É uma oportunidade para essas OSCs participarem da formulação e avaliação das políticas públicas, contribuindo para a promoção de uma cultura de respeito, cuidado e proteção aos animais.

Foto: Karolina Fabbris Pacheco/AEN-PR

As entidades que desejam participar do processo seletivo devem enviar um e-mail para cedapr@sedest.pr.gov.br até 23 de fevereiro de 2024 com a documentação exigida.

O secretário do Desenvolvimento Sustentável do Paraná, Valdemar Bernardo Jorge, reforça importância da participação da sociedade civil no CEDA para a definição das políticas estaduais. “O CEDA tem como missão promover o bem-estar animal e a convivência harmoniosa entre humanos e animais no Estado. Com a participação da sociedade civil podemos encontrar soluções que atendam os diversos setores envolvidos com a causa animal”, afirma.

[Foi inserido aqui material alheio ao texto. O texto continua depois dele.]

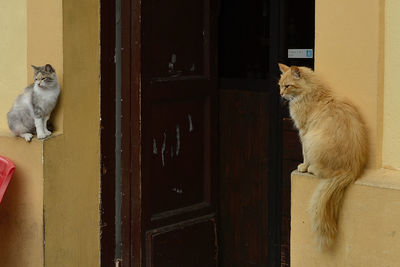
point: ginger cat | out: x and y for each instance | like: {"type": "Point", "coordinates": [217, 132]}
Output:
{"type": "Point", "coordinates": [334, 141]}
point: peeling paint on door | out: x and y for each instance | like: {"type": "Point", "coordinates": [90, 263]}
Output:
{"type": "Point", "coordinates": [178, 140]}
{"type": "Point", "coordinates": [190, 123]}
{"type": "Point", "coordinates": [163, 149]}
{"type": "Point", "coordinates": [154, 147]}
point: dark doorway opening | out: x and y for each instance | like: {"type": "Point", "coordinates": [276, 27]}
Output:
{"type": "Point", "coordinates": [258, 145]}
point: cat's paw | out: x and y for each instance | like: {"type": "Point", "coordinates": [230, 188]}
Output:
{"type": "Point", "coordinates": [27, 136]}
{"type": "Point", "coordinates": [302, 167]}
{"type": "Point", "coordinates": [41, 136]}
{"type": "Point", "coordinates": [47, 133]}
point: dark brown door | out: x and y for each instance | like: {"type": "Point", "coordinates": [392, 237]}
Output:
{"type": "Point", "coordinates": [174, 133]}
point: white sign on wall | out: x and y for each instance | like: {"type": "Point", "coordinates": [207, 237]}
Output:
{"type": "Point", "coordinates": [300, 53]}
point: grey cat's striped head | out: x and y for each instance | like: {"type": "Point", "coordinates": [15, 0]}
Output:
{"type": "Point", "coordinates": [45, 76]}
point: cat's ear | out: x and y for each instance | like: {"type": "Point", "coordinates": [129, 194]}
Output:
{"type": "Point", "coordinates": [35, 69]}
{"type": "Point", "coordinates": [283, 67]}
{"type": "Point", "coordinates": [48, 68]}
{"type": "Point", "coordinates": [295, 72]}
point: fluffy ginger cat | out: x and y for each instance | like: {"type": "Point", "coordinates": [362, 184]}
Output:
{"type": "Point", "coordinates": [32, 109]}
{"type": "Point", "coordinates": [334, 142]}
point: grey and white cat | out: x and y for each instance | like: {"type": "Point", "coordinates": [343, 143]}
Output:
{"type": "Point", "coordinates": [32, 109]}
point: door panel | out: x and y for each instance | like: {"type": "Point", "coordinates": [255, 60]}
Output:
{"type": "Point", "coordinates": [178, 158]}
{"type": "Point", "coordinates": [184, 244]}
{"type": "Point", "coordinates": [180, 30]}
{"type": "Point", "coordinates": [245, 153]}
{"type": "Point", "coordinates": [178, 129]}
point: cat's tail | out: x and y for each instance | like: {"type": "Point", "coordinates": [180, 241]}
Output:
{"type": "Point", "coordinates": [324, 208]}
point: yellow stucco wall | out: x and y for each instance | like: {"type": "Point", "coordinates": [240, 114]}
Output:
{"type": "Point", "coordinates": [50, 213]}
{"type": "Point", "coordinates": [45, 44]}
{"type": "Point", "coordinates": [391, 120]}
{"type": "Point", "coordinates": [349, 55]}
{"type": "Point", "coordinates": [72, 159]}
{"type": "Point", "coordinates": [21, 211]}
{"type": "Point", "coordinates": [369, 229]}
{"type": "Point", "coordinates": [358, 52]}
{"type": "Point", "coordinates": [13, 55]}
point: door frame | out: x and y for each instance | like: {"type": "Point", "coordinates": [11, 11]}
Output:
{"type": "Point", "coordinates": [129, 145]}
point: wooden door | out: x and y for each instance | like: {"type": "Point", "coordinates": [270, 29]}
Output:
{"type": "Point", "coordinates": [174, 133]}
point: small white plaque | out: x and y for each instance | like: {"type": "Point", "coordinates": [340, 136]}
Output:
{"type": "Point", "coordinates": [300, 53]}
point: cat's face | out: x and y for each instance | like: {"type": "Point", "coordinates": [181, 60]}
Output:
{"type": "Point", "coordinates": [291, 82]}
{"type": "Point", "coordinates": [45, 76]}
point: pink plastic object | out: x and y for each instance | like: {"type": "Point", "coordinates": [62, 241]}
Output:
{"type": "Point", "coordinates": [7, 169]}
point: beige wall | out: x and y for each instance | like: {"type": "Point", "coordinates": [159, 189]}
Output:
{"type": "Point", "coordinates": [72, 160]}
{"type": "Point", "coordinates": [391, 120]}
{"type": "Point", "coordinates": [21, 211]}
{"type": "Point", "coordinates": [369, 229]}
{"type": "Point", "coordinates": [13, 55]}
{"type": "Point", "coordinates": [358, 52]}
{"type": "Point", "coordinates": [349, 55]}
{"type": "Point", "coordinates": [53, 199]}
{"type": "Point", "coordinates": [44, 43]}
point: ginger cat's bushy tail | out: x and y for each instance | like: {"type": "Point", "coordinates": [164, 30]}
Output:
{"type": "Point", "coordinates": [324, 208]}
{"type": "Point", "coordinates": [334, 142]}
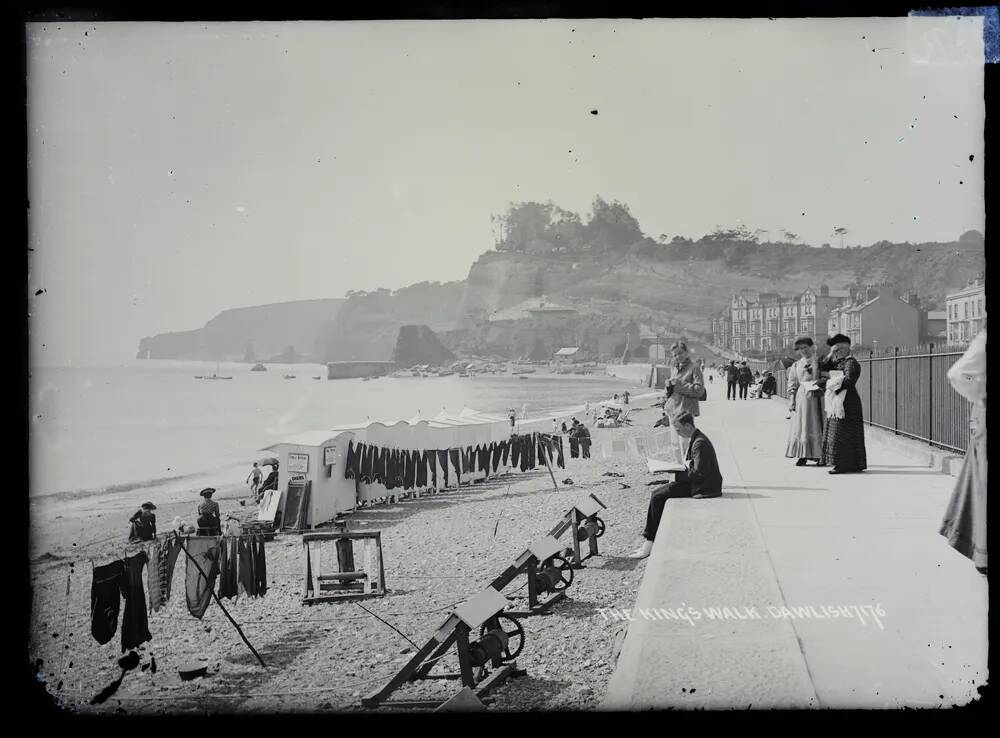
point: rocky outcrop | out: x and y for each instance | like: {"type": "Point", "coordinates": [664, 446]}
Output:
{"type": "Point", "coordinates": [417, 344]}
{"type": "Point", "coordinates": [269, 329]}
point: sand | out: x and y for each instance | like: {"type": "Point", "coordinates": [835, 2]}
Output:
{"type": "Point", "coordinates": [439, 550]}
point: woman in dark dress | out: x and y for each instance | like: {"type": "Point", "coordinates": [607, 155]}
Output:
{"type": "Point", "coordinates": [844, 438]}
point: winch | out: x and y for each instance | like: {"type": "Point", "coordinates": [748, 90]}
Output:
{"type": "Point", "coordinates": [547, 572]}
{"type": "Point", "coordinates": [582, 519]}
{"type": "Point", "coordinates": [501, 639]}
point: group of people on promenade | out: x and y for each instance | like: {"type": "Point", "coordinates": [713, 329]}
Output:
{"type": "Point", "coordinates": [740, 377]}
{"type": "Point", "coordinates": [143, 522]}
{"type": "Point", "coordinates": [827, 424]}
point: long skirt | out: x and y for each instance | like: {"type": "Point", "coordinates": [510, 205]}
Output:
{"type": "Point", "coordinates": [964, 523]}
{"type": "Point", "coordinates": [844, 438]}
{"type": "Point", "coordinates": [805, 432]}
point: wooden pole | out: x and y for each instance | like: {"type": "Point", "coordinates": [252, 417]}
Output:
{"type": "Point", "coordinates": [224, 610]}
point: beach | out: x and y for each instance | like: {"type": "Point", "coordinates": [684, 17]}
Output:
{"type": "Point", "coordinates": [438, 550]}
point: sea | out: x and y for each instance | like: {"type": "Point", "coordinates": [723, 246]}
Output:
{"type": "Point", "coordinates": [108, 428]}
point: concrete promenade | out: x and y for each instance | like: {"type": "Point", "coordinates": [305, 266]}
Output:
{"type": "Point", "coordinates": [816, 544]}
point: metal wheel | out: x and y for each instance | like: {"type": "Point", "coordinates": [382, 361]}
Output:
{"type": "Point", "coordinates": [514, 633]}
{"type": "Point", "coordinates": [565, 572]}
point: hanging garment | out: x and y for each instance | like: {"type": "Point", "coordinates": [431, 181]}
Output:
{"type": "Point", "coordinates": [381, 459]}
{"type": "Point", "coordinates": [515, 451]}
{"type": "Point", "coordinates": [167, 563]}
{"type": "Point", "coordinates": [228, 573]}
{"type": "Point", "coordinates": [430, 460]}
{"type": "Point", "coordinates": [158, 548]}
{"type": "Point", "coordinates": [420, 463]}
{"type": "Point", "coordinates": [135, 625]}
{"type": "Point", "coordinates": [456, 461]}
{"type": "Point", "coordinates": [350, 470]}
{"type": "Point", "coordinates": [105, 600]}
{"type": "Point", "coordinates": [246, 577]}
{"type": "Point", "coordinates": [409, 470]}
{"type": "Point", "coordinates": [484, 459]}
{"type": "Point", "coordinates": [260, 565]}
{"type": "Point", "coordinates": [202, 569]}
{"type": "Point", "coordinates": [443, 463]}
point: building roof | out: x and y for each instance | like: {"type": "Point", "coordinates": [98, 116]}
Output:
{"type": "Point", "coordinates": [526, 308]}
{"type": "Point", "coordinates": [969, 289]}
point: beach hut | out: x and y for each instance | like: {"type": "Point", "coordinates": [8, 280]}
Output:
{"type": "Point", "coordinates": [314, 462]}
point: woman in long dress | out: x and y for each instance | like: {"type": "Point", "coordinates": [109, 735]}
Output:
{"type": "Point", "coordinates": [805, 433]}
{"type": "Point", "coordinates": [964, 523]}
{"type": "Point", "coordinates": [844, 438]}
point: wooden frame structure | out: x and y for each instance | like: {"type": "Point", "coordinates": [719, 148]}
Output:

Para serem consideradas aptas a participar, as OSCs devem ter mais de dois anos de atuação comprovada na área de proteção animal, conforme atestado em relatório de atividades enviado.

Conselho

O CEDA é um órgão que tem por finalidade subsidiar e assessorar tecnicamente as secretarias de Estado na regulamentação e execução das ações previstas na Política Estadual de Direitos Animais. É composto por 22 membros, sendo nove representantes do poder público estadual e nove da sociedade civil, além de Ibama, CRBio, CRMV e OAB.

Dos nove assentos destinados à sociedade civil, quatro serão ocupados pelas OSCs interessadas com maior tempo de atuação e cinco serão definidos por sorteio entre as demais interessadas.

O sorteio só será realizado caso haja mais de nove OSC habilitadas. O mandato dos membros é de dois anos. Se houver necessidade de sorteio, ele ocorrerá em 26 de fevereiro de forma online. As OSCs participantes receberão um link para acompanhar ao vivo.

O CEDA se reúne a cada três meses – em março, junho, setembro e dezembro – podendo os encontros serem presenciais ou virtuais conforme a disponibilidade e a conveniência dos conselheiros.

Foto: Divulgação/ONG Corbélia Proteção Animal

As OSCs integrantes da nova gestão serão comunicadas por e-mail para indicação dos seus representantes, e terão seus nomes publicados no site da Sedest. A posse dos novos conselheiros está prevista para março de 2024, durante a primeira reunião ordinária do CEDA.

Documentação

As entidades que desejam participar devem encaminhar a seguinte documentação por mail: comprovante de inscrição no Cadastro Nacional de Pessoa Jurídica; cópia da ata de fundação devidamente registrada em cartório; cópia do estatuto em vigor devidamente registrado em cartório; cópia da ata de eleição e posse da atual diretoria da entidade registrada em cartório; comprovante de endereço da organização; e relatório de atividades desenvolvidas nos últimos 24 meses, assinado pelo representante legal.